Figure (1): Efficiency curves for solar collectors with different absorber paints
The actual improvement can be found by estimating the annual useful heat that can be
gained using each of the collectors as applied for domestic hot water system. Of shortcut
method program available, F-Chart [4] is one of the most desirable packages since it is
based on monthly average weather data.
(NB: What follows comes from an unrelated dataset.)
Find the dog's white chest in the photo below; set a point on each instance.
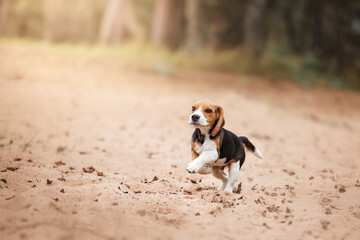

Monthly weather data used for Amman city were
provided by the Jordanian Meteorological Department [5].
The results shows annual difference heating delivered about 277 kWh per square meter of
collector, and the annual thermal performance for the modified collector was improved
around 11% over the existing local manufactured collector.
This modification on solar flat plate collector will increase the market penetration of the
local manufactured so that it will competes the exported solar collector and therefore, will
considerably reduce the CO2 emission in Jordan.
A survey was made by Department Of Statistics (DOS) in Jordan in 2009 for the Housing
Units in 2008 and by referring to the information provided by National Energy Research
Center regarding to the distribution of the solar heater system in the commercial and
industrial building, it was shown that the total area of exiting installed solar water system
for year 2008 in Jordan is about 890,000 square meters, which reduces the CO2 emitting
by about 133,000 ton per year [6].
Conclusions
According to the results for modified solar collector by adding nano-chromium particles to
the carbon black paint, the following conclusion can be derived:
1. The optical collector efficiency was increased by about 4.5%.
2. The efficiency slope was also improved by about 15%.
3. The annual thermal performance for the modified collector was
improved around 11% over the existing local manufactured collector.
References
1 S. Jaber, 2010, “Survey of companies manufacturing solar water heaters in Jordan”, GTZ.
2 Ari Rabl, 1980, Active Solar Collectors and Their Applications.
3 Tomas Matuska, “DETAILED MODELING OF SOLAR FLAT-PLATE COLLECTORS WITH DESIGN
TOOL KOLEKTOR ”, 2009, Eleventh International IBPSA Conference.
4 F-CHART User’s Manual, micro computer version 6.58, F-CHART software.
5 Jordan Climatologically Data Handbook, Season 1922 – 1998, Meteorological Department, Jordan.
6 Jordan in Figures, Department Of Statistic, 2008, Amman, Jordan.